Thanks to Melinda Hutchings I read a blog by the director of the Eating Disorder Resource Centre, Dr. Judith Brisman.  Her blog discusses the possible role of family functioning in the development of eating disorders.  You can read her blog here.

She begins to allude to the concept of an "anorexicogenic family" where features of the family, particularly "enmeshment" and "overcontrol" were thought to be related to the development of an eating disorder.   As Dr. Brisman points out, the studies that described this were methodologically flawed and therefore inconclusive at best, and damaging to families at worst.  The concept seems similar to the "schizophrenogenic" family pattern that used to be thought to "cause" schizophrenia.  That is of course until we discovered that schizophrenia is a biological illness.  Dr.

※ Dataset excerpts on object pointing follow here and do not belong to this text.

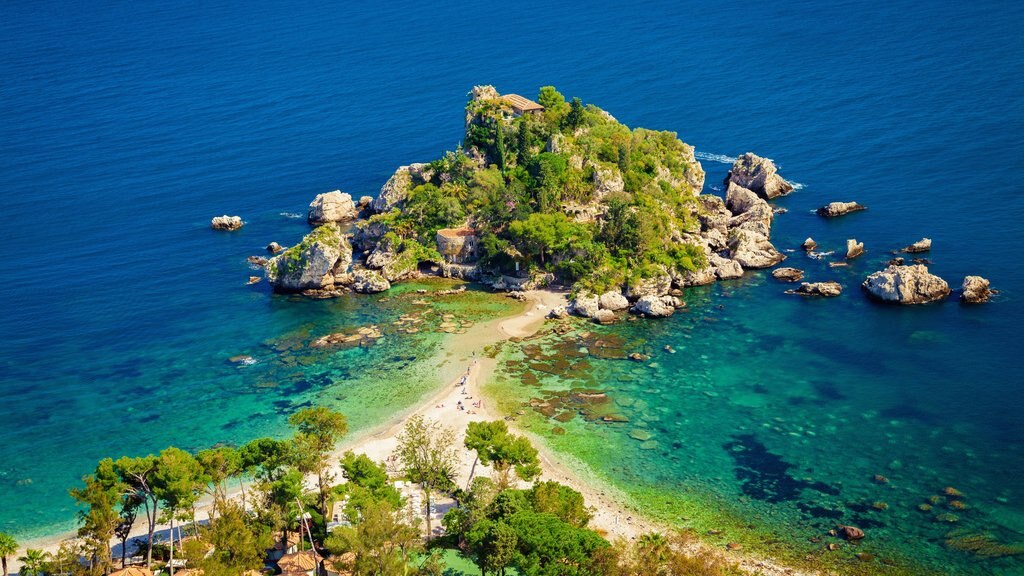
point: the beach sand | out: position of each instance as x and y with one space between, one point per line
612 516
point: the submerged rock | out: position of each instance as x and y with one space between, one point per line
976 289
923 245
906 285
834 209
332 207
226 222
827 289
787 274
758 174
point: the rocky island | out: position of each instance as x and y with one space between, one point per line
545 193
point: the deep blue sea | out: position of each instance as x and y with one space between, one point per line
125 126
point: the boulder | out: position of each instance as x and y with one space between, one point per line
787 274
923 245
828 289
226 222
906 285
753 250
585 305
613 300
758 174
725 269
834 209
853 248
332 207
369 282
653 306
976 289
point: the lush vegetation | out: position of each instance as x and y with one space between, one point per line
570 191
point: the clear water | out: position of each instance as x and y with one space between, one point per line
125 127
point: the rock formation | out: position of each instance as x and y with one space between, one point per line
758 174
332 207
834 209
976 289
906 285
923 245
226 222
853 249
787 274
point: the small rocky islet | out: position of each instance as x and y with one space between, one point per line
562 194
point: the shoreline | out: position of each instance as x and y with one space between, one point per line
612 513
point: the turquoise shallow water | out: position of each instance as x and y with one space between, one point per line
124 127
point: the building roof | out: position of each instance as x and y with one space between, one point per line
456 232
132 571
521 103
304 562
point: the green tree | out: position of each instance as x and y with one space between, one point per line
33 563
136 474
177 482
427 452
99 520
380 543
495 446
317 430
8 546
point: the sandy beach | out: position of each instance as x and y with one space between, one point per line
612 516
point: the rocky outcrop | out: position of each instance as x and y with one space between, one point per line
226 222
323 258
613 301
585 305
976 289
923 245
828 289
854 248
369 282
655 306
753 250
787 274
906 285
333 207
758 174
834 209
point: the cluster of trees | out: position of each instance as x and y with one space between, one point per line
522 174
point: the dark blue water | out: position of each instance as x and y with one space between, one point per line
125 127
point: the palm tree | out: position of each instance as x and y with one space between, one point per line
8 546
32 562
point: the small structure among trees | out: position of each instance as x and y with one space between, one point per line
458 245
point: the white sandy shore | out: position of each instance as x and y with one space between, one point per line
612 516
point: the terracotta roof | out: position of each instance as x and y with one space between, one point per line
520 103
303 562
456 232
132 571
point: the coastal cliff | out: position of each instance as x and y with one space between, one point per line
541 193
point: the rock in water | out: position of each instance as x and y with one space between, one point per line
827 289
787 274
653 306
906 285
332 207
834 209
758 174
923 245
976 289
226 222
853 249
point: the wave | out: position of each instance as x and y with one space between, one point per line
714 157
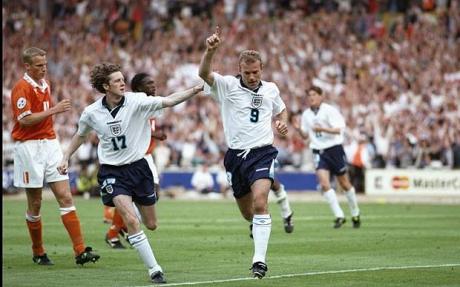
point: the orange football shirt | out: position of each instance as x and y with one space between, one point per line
26 99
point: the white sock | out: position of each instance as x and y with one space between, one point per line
352 202
142 245
283 202
261 227
331 198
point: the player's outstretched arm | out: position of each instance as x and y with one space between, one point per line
212 43
179 97
75 143
280 122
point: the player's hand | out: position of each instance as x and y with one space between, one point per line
281 127
159 135
62 106
296 123
213 42
198 88
63 167
318 129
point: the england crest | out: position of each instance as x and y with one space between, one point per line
256 100
115 129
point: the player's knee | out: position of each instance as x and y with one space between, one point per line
35 205
132 221
65 201
151 224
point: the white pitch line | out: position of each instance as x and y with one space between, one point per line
308 274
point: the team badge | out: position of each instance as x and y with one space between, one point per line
115 129
256 101
21 103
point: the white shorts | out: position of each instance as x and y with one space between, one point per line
36 161
153 168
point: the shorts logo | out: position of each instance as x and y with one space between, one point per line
229 178
109 189
256 100
21 103
107 185
115 129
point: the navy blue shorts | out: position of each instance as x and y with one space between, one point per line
332 159
244 168
134 179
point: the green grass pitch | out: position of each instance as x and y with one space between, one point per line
206 243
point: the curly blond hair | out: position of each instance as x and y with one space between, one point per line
100 75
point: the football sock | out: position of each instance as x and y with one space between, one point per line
108 213
142 245
352 202
34 224
331 198
72 224
261 227
283 202
117 225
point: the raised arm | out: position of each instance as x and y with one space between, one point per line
212 43
179 97
36 118
75 143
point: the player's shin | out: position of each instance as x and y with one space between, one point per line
262 225
142 245
72 224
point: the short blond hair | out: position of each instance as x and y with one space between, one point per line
31 52
250 56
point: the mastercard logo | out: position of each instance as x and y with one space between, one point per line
400 182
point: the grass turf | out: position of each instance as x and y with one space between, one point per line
201 241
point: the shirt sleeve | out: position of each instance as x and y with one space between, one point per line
278 104
84 124
304 126
220 87
149 106
20 103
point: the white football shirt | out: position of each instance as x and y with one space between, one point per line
125 138
246 115
326 116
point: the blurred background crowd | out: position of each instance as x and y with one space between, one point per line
391 67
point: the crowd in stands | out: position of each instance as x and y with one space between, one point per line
391 67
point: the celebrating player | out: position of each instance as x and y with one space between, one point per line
324 125
248 106
121 122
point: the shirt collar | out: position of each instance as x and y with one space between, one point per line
104 103
246 87
42 86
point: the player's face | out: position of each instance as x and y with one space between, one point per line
314 99
36 69
148 86
251 74
116 84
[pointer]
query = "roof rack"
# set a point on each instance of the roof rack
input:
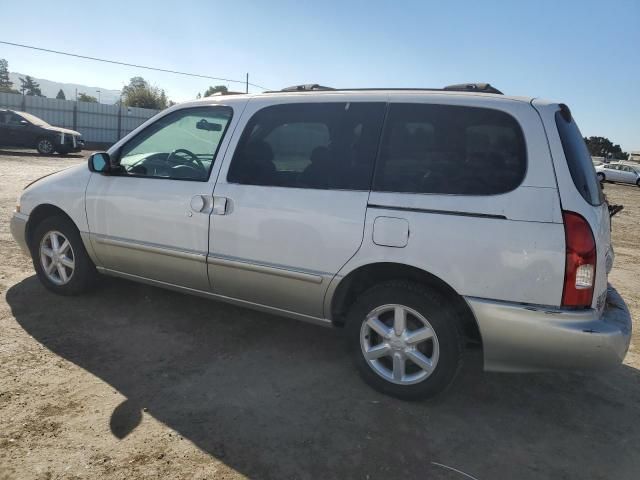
(473, 87)
(309, 87)
(461, 87)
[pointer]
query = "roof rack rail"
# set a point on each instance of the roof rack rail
(462, 87)
(473, 87)
(306, 88)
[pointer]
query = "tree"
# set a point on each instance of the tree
(6, 85)
(30, 87)
(217, 89)
(83, 97)
(603, 147)
(140, 94)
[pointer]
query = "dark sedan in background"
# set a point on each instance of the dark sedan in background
(20, 129)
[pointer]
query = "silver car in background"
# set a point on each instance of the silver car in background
(420, 221)
(618, 172)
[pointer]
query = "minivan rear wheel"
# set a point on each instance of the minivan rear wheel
(405, 340)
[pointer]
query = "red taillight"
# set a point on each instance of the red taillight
(580, 265)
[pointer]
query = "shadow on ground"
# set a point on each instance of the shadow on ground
(34, 153)
(274, 398)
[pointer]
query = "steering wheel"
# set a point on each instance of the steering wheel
(192, 157)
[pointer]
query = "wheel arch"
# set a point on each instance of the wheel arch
(365, 276)
(40, 213)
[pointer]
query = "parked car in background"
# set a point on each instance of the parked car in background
(618, 172)
(420, 221)
(21, 129)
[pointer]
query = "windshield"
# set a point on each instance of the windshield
(33, 119)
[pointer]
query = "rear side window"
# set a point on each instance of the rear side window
(450, 150)
(578, 159)
(309, 145)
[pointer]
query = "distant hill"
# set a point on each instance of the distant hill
(50, 89)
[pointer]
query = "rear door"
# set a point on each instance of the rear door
(579, 188)
(291, 202)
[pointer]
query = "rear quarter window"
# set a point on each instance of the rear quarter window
(446, 149)
(578, 159)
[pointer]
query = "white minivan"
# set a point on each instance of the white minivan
(421, 221)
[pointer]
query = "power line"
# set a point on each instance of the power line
(115, 62)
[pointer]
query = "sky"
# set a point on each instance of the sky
(583, 53)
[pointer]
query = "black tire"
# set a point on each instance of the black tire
(84, 274)
(433, 307)
(45, 146)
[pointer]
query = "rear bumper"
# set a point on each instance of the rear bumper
(18, 227)
(519, 338)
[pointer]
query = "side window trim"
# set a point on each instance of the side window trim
(215, 159)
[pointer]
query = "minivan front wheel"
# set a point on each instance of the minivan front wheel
(60, 259)
(45, 146)
(404, 340)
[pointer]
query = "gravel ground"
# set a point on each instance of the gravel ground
(133, 381)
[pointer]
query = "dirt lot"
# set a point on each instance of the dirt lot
(136, 382)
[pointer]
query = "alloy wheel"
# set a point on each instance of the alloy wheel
(399, 344)
(57, 258)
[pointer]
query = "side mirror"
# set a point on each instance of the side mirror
(100, 162)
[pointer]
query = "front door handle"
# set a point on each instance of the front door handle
(201, 203)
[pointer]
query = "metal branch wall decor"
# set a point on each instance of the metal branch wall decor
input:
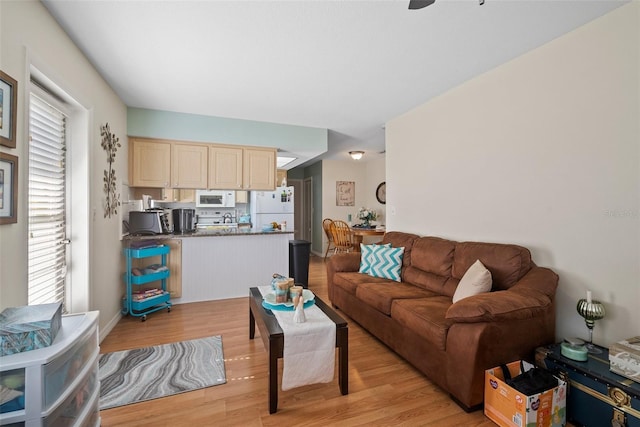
(110, 143)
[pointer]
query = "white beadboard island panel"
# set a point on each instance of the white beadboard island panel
(226, 266)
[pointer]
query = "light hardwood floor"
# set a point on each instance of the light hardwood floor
(383, 388)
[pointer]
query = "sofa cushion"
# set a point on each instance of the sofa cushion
(433, 255)
(507, 263)
(399, 239)
(367, 257)
(425, 317)
(380, 295)
(386, 262)
(349, 282)
(476, 280)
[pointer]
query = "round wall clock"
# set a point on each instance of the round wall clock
(381, 193)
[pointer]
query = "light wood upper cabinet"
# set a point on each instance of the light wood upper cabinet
(149, 163)
(225, 168)
(189, 166)
(259, 169)
(156, 163)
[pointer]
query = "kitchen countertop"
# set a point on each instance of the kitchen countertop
(242, 231)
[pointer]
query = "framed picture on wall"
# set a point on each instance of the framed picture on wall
(8, 110)
(8, 188)
(345, 193)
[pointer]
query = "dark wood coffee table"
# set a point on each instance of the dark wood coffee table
(273, 339)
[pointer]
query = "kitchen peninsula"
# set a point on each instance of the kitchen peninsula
(225, 263)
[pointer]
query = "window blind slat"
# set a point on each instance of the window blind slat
(47, 203)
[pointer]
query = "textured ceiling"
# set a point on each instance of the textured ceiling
(348, 66)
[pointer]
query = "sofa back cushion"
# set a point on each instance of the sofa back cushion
(507, 263)
(398, 239)
(431, 263)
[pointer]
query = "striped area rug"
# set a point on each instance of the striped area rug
(141, 374)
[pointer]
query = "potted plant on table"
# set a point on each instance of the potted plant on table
(367, 215)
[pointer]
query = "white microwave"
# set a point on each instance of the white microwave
(215, 198)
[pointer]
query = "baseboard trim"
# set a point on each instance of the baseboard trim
(103, 332)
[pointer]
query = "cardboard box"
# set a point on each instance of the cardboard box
(624, 358)
(508, 407)
(29, 327)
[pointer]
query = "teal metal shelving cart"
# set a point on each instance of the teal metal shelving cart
(140, 308)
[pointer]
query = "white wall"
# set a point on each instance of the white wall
(543, 151)
(28, 34)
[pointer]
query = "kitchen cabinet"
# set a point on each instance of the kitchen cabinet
(225, 167)
(60, 382)
(242, 196)
(188, 165)
(259, 169)
(149, 163)
(181, 165)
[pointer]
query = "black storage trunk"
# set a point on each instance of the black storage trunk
(596, 396)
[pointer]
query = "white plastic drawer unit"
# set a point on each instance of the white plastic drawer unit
(59, 383)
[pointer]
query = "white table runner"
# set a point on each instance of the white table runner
(309, 347)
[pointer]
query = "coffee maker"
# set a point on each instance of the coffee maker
(184, 220)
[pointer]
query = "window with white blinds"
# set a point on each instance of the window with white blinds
(47, 203)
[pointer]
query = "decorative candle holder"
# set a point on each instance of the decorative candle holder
(591, 310)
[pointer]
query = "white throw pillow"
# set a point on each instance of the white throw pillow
(475, 281)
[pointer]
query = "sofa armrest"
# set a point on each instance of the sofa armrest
(345, 262)
(530, 297)
(349, 261)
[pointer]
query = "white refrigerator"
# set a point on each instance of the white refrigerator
(272, 206)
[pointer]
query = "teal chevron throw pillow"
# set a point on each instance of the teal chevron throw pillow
(366, 256)
(382, 261)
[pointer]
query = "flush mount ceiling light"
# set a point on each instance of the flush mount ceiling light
(282, 161)
(356, 155)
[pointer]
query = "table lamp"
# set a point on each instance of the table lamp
(591, 310)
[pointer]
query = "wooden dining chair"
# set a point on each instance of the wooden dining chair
(342, 236)
(326, 226)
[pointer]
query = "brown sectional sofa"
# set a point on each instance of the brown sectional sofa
(452, 344)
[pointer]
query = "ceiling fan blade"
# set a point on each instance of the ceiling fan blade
(419, 4)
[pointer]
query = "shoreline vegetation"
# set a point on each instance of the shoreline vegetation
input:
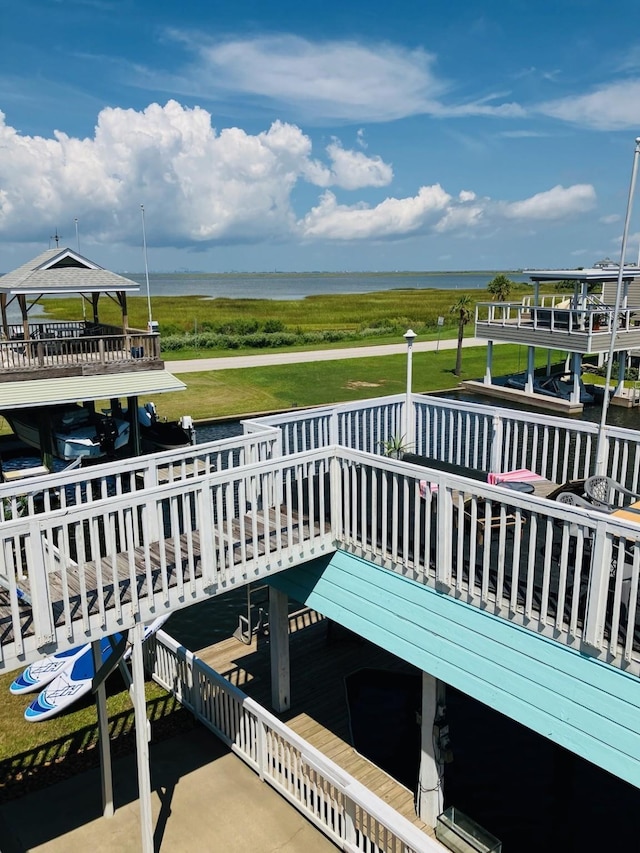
(31, 755)
(193, 327)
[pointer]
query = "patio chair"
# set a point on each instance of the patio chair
(575, 500)
(608, 494)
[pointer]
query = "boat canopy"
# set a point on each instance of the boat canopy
(44, 392)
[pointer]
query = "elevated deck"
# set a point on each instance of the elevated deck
(319, 711)
(67, 349)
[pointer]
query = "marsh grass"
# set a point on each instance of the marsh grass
(229, 393)
(415, 308)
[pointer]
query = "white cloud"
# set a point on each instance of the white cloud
(321, 81)
(556, 203)
(611, 107)
(353, 169)
(197, 184)
(201, 186)
(393, 217)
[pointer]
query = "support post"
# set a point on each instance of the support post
(489, 368)
(430, 801)
(142, 741)
(279, 650)
(531, 369)
(106, 776)
(409, 412)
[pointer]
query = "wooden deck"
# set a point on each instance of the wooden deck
(322, 654)
(155, 564)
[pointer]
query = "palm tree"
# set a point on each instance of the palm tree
(463, 309)
(500, 287)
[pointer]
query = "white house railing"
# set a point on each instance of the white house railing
(342, 808)
(95, 568)
(486, 438)
(99, 482)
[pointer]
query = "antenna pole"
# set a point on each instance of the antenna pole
(146, 266)
(601, 461)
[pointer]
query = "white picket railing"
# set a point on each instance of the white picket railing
(77, 486)
(474, 435)
(342, 808)
(90, 550)
(92, 568)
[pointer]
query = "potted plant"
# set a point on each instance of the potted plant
(394, 447)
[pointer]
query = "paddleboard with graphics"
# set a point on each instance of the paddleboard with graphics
(75, 680)
(40, 673)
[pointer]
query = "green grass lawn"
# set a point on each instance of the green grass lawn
(233, 393)
(34, 755)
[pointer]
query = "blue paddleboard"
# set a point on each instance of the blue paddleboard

Brisman points to some studies indicating a biological basis to anorexia, but I will talk about those in a later post.

Dr. Brisman is correct when she asserts that ALL families, not just those with children with eating disorders, present with a combination of psychopathology, and strength and resiliency.  However, lets take those 1000 families that she wants to see in a research trial and then lets give their child a potentially chronic and life threatening disease.  We could choose an illness like leukaemia.  These families, I would boldly predict would demonstrate features like closeness and pulling together ("enmeshment") and maybe also try to control their distress in front of their child ("emotional overcontrol") and be worried about their child's activities and behaviour ("behavioural overcontrol").  I dare say these parents would demonstrate emotions and behaviour in line with an adjustment disorder, worry  and anxiety ("psychopathology").  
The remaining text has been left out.